HOW WORDS LAND IN THE BODY

Words are powerful. They carry backstory. They have their own personal history in each person who hears them, reads them, writes them, and speaks them.

 

Words are suggestions for experience. Most often we agree on general definitions. We look them up in dictionaries when we want to know what they mean. We recognize them in different contexts. We create a reservoir of how, when, and in what tone we experience them being used.

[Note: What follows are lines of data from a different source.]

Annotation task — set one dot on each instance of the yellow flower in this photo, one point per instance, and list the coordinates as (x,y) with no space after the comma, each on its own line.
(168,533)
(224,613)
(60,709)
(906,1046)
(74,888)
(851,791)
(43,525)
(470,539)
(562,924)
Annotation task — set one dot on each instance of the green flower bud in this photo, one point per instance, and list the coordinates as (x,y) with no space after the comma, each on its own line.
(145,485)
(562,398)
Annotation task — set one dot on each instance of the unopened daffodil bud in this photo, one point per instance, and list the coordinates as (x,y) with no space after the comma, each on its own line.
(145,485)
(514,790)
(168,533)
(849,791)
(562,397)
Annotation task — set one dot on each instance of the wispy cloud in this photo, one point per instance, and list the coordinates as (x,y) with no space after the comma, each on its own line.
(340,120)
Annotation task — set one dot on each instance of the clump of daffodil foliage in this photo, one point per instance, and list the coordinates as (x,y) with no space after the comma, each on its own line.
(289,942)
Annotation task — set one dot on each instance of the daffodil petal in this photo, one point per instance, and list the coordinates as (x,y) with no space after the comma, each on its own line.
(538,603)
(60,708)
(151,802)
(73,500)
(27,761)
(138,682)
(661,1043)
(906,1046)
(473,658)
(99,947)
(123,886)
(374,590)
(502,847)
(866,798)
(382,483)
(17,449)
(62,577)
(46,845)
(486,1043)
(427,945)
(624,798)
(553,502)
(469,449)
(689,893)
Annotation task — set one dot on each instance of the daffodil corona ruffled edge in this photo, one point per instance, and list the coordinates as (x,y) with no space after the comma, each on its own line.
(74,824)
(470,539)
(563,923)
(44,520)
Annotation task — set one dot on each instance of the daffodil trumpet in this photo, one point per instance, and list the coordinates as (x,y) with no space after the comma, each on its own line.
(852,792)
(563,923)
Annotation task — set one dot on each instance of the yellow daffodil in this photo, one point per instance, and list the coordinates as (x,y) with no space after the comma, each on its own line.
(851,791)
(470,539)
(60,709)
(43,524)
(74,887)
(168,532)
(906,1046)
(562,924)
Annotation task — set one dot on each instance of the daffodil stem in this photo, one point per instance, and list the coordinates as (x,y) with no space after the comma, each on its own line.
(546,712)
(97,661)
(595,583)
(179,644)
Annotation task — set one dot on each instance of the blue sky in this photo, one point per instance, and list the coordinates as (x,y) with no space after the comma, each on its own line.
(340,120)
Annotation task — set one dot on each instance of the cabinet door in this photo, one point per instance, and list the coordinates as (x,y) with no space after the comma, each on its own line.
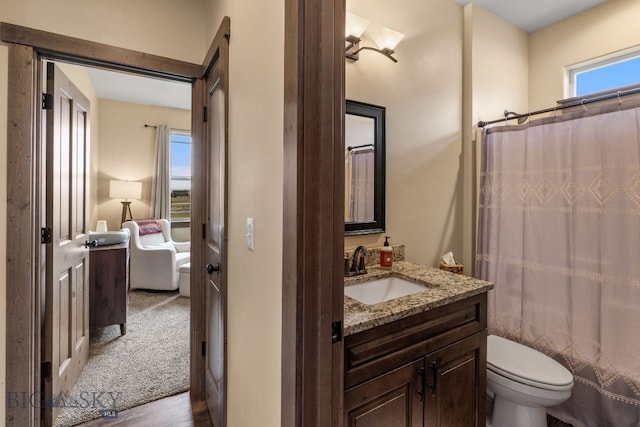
(456,384)
(392,399)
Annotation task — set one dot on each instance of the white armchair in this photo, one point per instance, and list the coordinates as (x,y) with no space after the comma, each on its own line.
(155,257)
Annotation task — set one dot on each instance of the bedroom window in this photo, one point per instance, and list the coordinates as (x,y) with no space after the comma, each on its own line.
(610,72)
(180,176)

In this way we build a unique relationship to each word.

 

But what does a word truly mean? Is your soft the same as mine? We agree on a range of experience, but perhaps the soft I’ve experienced and that I feel as I think of soft is similar, but not the same as yours. Maybe mine is puppy belly soft and your soft is pillow or moss soft.

 

We build a primarily unconscious resource of felt experiences in relationship to each word, even to the little traveling words like to or from. They all have emotional kickers and a field of reference. They also have resonance with other people’s use of that particular word.

 

Sometimes, and especially with people from other cultures, a word can mean something quite different. I think of all the years I heard Tibetan lamas refer to Mind which I interpreted in my Western cultural definition, not understanding the cavernous philosophy that lives within their speaking of that word.

 

I think of being given the suggestion to soften. I lay on my back softening my tissues and felt how different it felt than being given the suggestion to yield. They feel different although both words carry in them the idea of releasing tension, acknowledging gravity, and lowering muscle tone. Soften may be included in yield for some, but not for others. We each carry a unique physical response to hearing words and finding them in the tissues of our bodies.

 

Our tissues contain our words, those spoken to us and the ones we speak inside to ourselves. Our cells have been responding to and encoding verbal communication for as long as we’ve been here.

 

An Experiment: This is about noticing, internal listening, receiving information from your tissues. As you follow these choices of things to do bring your attention to how your body feels. Does one particular part of your body resonate or feel a particular way? Do you feel it more locally or globally in your body? Does it stay in your head or on your tongue? Do you feel it in your heart or your belly or your foot?

Choose a word.

Say it our loud. Feel the internal responses in your body.

Say it internally. Notice again how your body feels.

Think it. Experience how your body responds.

Is it different each time or are there similarities?

Choose other words to play with and notice differences in emotional/physical responses in the body.

An example: When I say the word bye as in bye-bye out loud my hand wants to get involved waving. When I say it inside it settles in the top back of my lungs with a kind of heaviness. When I think it, (which is hard, I have to stop myself from saying it internally) I feel it more in the emotions of my facial muscles.